Биограф жены Булгакова .Подробности публикации МиМ и начала булгаковского бума
Pout сообщил в новостях следующее:87887@kmf...
> То что говорилось про МиМ -ослабленное эхо тогдашних раскладов. Тут
нет
> аутентичного воспроизведения общественной атмосферы. Были совершенно
> другие времена, как вы не поймете простую истину. ...На фоне такой
простоты и
> невинности нравов был инициирован взрыв, ползучий бум на много лет и
> необычные флуктуации вокруг пояления и влияния этого"самого
выдающегося
> романа"(так его культурели называют теперь). При появлении в "Москве"
в
> 70кажется году впервые в широчайшем порядке стали ксерить и продавать
на
> черном рынке копии(сам покупал,первй и последний раз, за 3р, бледный
> ксерокс). Отдельно на десятке машинописных страниц прилагались
> куски,изъятые цензурой при печати в "Москве"
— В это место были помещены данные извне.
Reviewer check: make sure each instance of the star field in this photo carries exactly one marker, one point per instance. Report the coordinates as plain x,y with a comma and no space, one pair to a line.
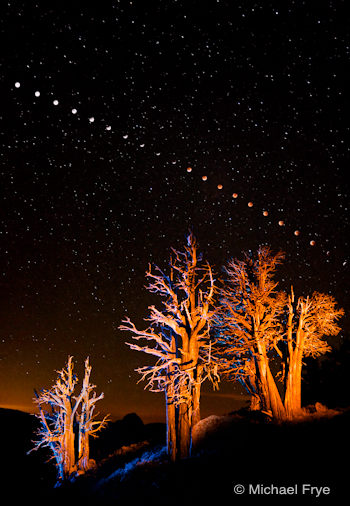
127,123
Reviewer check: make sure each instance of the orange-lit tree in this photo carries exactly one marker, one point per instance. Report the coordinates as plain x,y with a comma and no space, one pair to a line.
309,321
59,412
248,327
178,336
> Книгу впервые изданную крохотным тиражом было не достать. Затем уже в
> конце 70х она годами была бест-оф в списке продаваемом "за
макулатуру".
> Затем была интрига с любимовским спекатклем. Короче,история этого
> феномена заслуживает отдельной лупы и разглядванья, а не
сглатывания.Вы
> просто через это не проходили. Это была небывалая подвижка для
интелей.
В сети есть очерк Яновской , биографа жены Булгакова (которую молва
наделяет чертами прообраза Маргариты,ну это из мифологии вокург
романа.не суть важно). Она же -публикатор ее дневника. Очерк
апологетический , женский,предвзятый, но там есть те детали появления
романа, о которых я вскользь и несколько неточно упомянул. Некоторые
детали
весьма любопытны . Яновская, в частности, воспроизводит устные рассказы
Булгакова.Отрывок приведен ниже. Полностью очерк тут
http://zuzusoft.com/tpuh/main_yanovsk.htm
Очерк с различными изменениями и сокращениями опубликован в еженед.
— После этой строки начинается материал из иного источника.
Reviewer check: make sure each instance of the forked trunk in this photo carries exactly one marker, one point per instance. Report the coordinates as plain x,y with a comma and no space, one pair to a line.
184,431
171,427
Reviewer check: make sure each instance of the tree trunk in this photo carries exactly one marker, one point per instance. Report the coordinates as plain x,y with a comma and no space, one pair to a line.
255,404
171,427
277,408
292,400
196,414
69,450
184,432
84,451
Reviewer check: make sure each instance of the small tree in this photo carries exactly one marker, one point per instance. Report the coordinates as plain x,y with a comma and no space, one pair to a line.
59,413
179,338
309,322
<Окна> (прилож. к газ. <Вести>, Тель-Авив, март-апрель 2000 г.), <Новом
журнале> (Нью-Йорк, 2001, ? 223) и <Радуге> (Киев, 2001, ? 5-6).
....
Всё, что сохранилось, или, точнее, всё, что мне удалось собрать, я
включила в книгу <Дневник Елены Булгаковой>, вышедшую в Москве в 1990
году.)
А может быть, речь шла об уже начавшейся войне? (Ленч рассказывал:
Булгаков был уверен, что надвигается не что иное, как новая грандиозная
мировая война, и говорил: на парижских бульварах голодные французы будут
выращивать капусту и артишоки.)
Или о Сталине? Могли они говорить о Сталине?
Да, вполне...
Булгаков был потрясающий рассказчик. Это помнят все, кто с ним
встречался. Е.С. писала брату уже в 60-е годы: <Что было хорошо у Миши?
Он никогда не рассказывал анекдотов (ненавижу я, между прочим, и
анекдоты и рассказчиков их), - а все смешное, что у него выскакивало,
было с пылу с жару, горяченькое! Только что в голову пришло!>
Как рассказчик он был совершенно бесстрашен, и в то время как вся Россия
замирала в трепете ужаса (или благоговения) при одном только имени
<Сталин>, он - за овальным столом в нише-углу маленькой гостиной
рассказывал своим немногочисленным гостям, которых считал друзьями (и
среди которых порою мерцали глаза соглядатаев) умопомрачительно
гротескные свои истории - в том числе истории о будто бы встречах своих
со Сталиным, с которым на самом деле не встречался никогда.
Устные эти истории в принципе невосстановимы. И все-таки что-то из них
уцелело. Много лет спустя Е.С., после долгих колебаний, попробовала
восстановить одну из таких историй. Голос Булгакова, его интонации
звучали в ее душе, но как же оказалось непросто превратить это в текст
на бумаге! Листки ее черновика испещрены правкой... (При публикации -
все в том же <Дневнике Елены Булгаковой> - я озаглавила этот рассказ по
первой строке: <Будто бы...>)
<Будто бы
Михаил Афанасьевич, придя в полную безденежность, написал письмо
Сталину, что так, мол, и так, пишу пьесы, а их не ставят и не печатают
ничего, - словом, короткое письмо, очень здраво написанное, а подпись:
Ваш Трампазлин.
Сталин получает письмо, читает.
- Что за штука такая?.. Трам-па-злин... Ничего не понимаю!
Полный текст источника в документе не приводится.